The first index+log system that I read about was Berkeley DB Java Edition. The design paper is worth reading. Since then there have been a few more implementations and papers that I describe here. This list is probably incomplete: Bitcask, ForestDB, WiscKey, HashKV, TitanDB and RocksDB BlobDB.

At this point the systems that are getting into production, TitanDB and BadgerDB, use an LSM for the index. I wonder if an index structure that supports update-in-place would be better especially when the index must be cached because I expect the CPU read-amp for an LSM to be about 2X larger than for a b-tree and a b-tree supports update-in-place which makes it easier to relocate values during GC.

While I like index+log systems I think that papers and marketing tend to overstate LSM write-amp. For production RocksDB I usually see write-amp between 10 and 20. I expect that index+log could achieve something closer to 5. This paper from CMU explains one reason why per-level write-amp in an LSM is less than the per-level fanout (less than 10). Write skew is another reason.

The systems

Bitcask was part of the Riak effort.

The index is an in-memory hash table. The index isn't durable and the entire log has to be scanned to rebuild it on startup -- whether or not this was after a crash or a clean shutdown. The slow startup is a problem.
The value log is circular and GC copies live values from the tail to the head of the log. Liveness is determined by an index search.

ForestDB was a finalist in the SIGMOD 2011 student programming contest. Eventually the project and creator moved to Couchbase. It is worth reading about here and on the github page. I published blog posts that compare ForestDB and RocksDB: 1, 2, 3 and 4. Google finds more interesting things to read.

The index is a space-efficient trie.
The value log might have log segments. GC copies live values to the head of the log. Liveness is determined by an index search.

WiscKey is described as an LSM with key-value separation and made popular the term key-value separation. I put it in the index+log family of index structures.

The index is an LSM. There is no redo log for the index as it can be recovered from the head of the value log.
Kudos for many references to amplification factors. The paper uses bytes read for read-amp. I prefer to consider both IO and CPU for read-amp with key comparisons for CPU and storage reads for IO.
It doesn't mention that it has more cache-amp than an LSM, but few papers mention that problem. Shrinking the LSM by keeping large values separate doesn't make the index parts of it (filter and index blocks) easier to cache as they are already separate from the data blocks. There is more to cache with index+log as I describe here.
It claims to overcome the (worst-case) problem of one storage IO per KV pair on a range scan by fetching in parallel.
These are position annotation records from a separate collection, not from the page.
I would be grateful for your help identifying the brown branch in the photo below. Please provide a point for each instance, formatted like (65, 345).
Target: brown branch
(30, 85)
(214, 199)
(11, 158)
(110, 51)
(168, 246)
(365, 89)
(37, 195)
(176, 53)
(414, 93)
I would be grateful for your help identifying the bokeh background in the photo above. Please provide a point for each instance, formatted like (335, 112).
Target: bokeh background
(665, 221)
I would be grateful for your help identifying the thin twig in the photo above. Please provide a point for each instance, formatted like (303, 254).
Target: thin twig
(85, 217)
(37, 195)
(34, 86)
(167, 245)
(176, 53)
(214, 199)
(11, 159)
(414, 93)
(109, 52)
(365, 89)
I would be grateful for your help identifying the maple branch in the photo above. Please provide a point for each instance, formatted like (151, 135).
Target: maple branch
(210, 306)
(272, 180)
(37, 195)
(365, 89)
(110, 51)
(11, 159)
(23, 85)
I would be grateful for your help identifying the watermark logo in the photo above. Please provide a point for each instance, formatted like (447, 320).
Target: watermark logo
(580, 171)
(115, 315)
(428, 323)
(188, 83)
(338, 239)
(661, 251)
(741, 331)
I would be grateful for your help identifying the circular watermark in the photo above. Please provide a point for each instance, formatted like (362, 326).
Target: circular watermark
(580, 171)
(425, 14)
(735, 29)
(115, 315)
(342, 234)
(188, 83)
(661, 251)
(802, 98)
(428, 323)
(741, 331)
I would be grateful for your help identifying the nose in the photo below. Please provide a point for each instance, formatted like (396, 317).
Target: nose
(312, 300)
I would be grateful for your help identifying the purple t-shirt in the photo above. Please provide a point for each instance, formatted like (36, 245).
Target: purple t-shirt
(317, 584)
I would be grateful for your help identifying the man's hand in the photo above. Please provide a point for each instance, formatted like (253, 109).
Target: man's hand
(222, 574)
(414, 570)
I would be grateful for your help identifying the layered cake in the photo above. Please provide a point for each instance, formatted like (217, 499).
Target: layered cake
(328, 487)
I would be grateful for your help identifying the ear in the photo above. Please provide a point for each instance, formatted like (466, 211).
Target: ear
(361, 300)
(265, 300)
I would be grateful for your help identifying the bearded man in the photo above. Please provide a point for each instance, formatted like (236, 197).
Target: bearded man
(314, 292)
Assuming the storage device has enough spare IO this might hide the problem but it doesn't fix it. With many workloads there isn't spare IO and extra IO for reads also means extra CPU for decompression.
The value log is circular and single-threaded GC copies live values to the head of the log. Liveness is determined by an index search. I assume that multi-threaded GC is feasible.
The paper isn't clear about the total write-amp that might occur from both the first write to the value log and GC that follows.
Compression isn't explained.

BadgerDB is a golang implementation, and much more, of the WiscKey paper.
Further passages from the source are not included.